Bowlby ha sottolineato che il ruolo del terapeuta che aderisce ai concetti basali della teoria dell’attaccamento deve consistere nel saper creare una condizione di sicurezza per il paziente, affinché questi sia in grado di esplorare quali sono i modelli operativi che ha in effetti costruito nelle proprie relazioni con l’ambiente. Fornire una base sicura da cui si può muovere per esplorare gli aspetti più problematici della propria vita passata e presente con la consapevolezza che c’è una persona di cui si può fidare e alla quale può ritornare per sostegno e conforto se ne avesse bisogno è fondamentale. Scopo del terapeuta è aiutare il paziente a diventare disinvolto e più tollerante innanzi alle frustrazioni che non potranno mai essere evitate nella vita. L’esplorazione di questi soggetti è tutt’altro che facile, spesso risveglia dubbi, riattiva dolori di esperienze vissute o paura di ripeterle in modo ancora più grave. Per controbilanciare tali aspetti il terapeuta deve essere preparato ad essere continuamente empatico e flessibile nel suo atteggiamento così come il colloquio terapeutico deve essere mantenuto su un livello elementare.

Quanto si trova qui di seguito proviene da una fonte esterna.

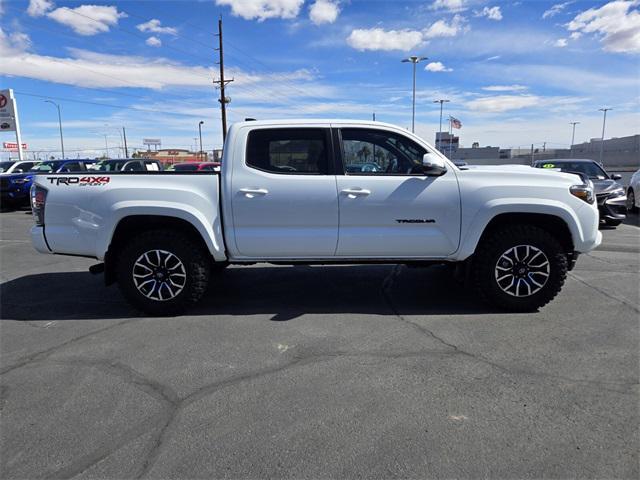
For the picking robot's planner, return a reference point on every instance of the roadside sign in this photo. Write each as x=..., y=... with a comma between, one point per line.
x=9, y=121
x=13, y=147
x=7, y=112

E’ in questo clima che il mirroring descritto da Kohut (1971) può aiutare il paziente a sviluppare un senso di sé positivo. La comunicazione nel setting deve essere diretta e inequivocabile perché i pazienti gravi tollerano pochissimo l’ambiguità e non bisogna scatenare situazioni di angoscia che potrebbero risultare penose. Aiutare il paziente a riflettere sui propri pensieri sicuramente lo aiuta a sviluppare il metapensiero in rapporto alle capacità cognitive che possiede. Da un punto di vista cognitivista possibili descrizioni disfunzionali che il paziente da di sè stesso devono essere messe in discussione, perché è in questo modo che il soggetto può essere guidato a raggiungere progressivamente formule più funzionali.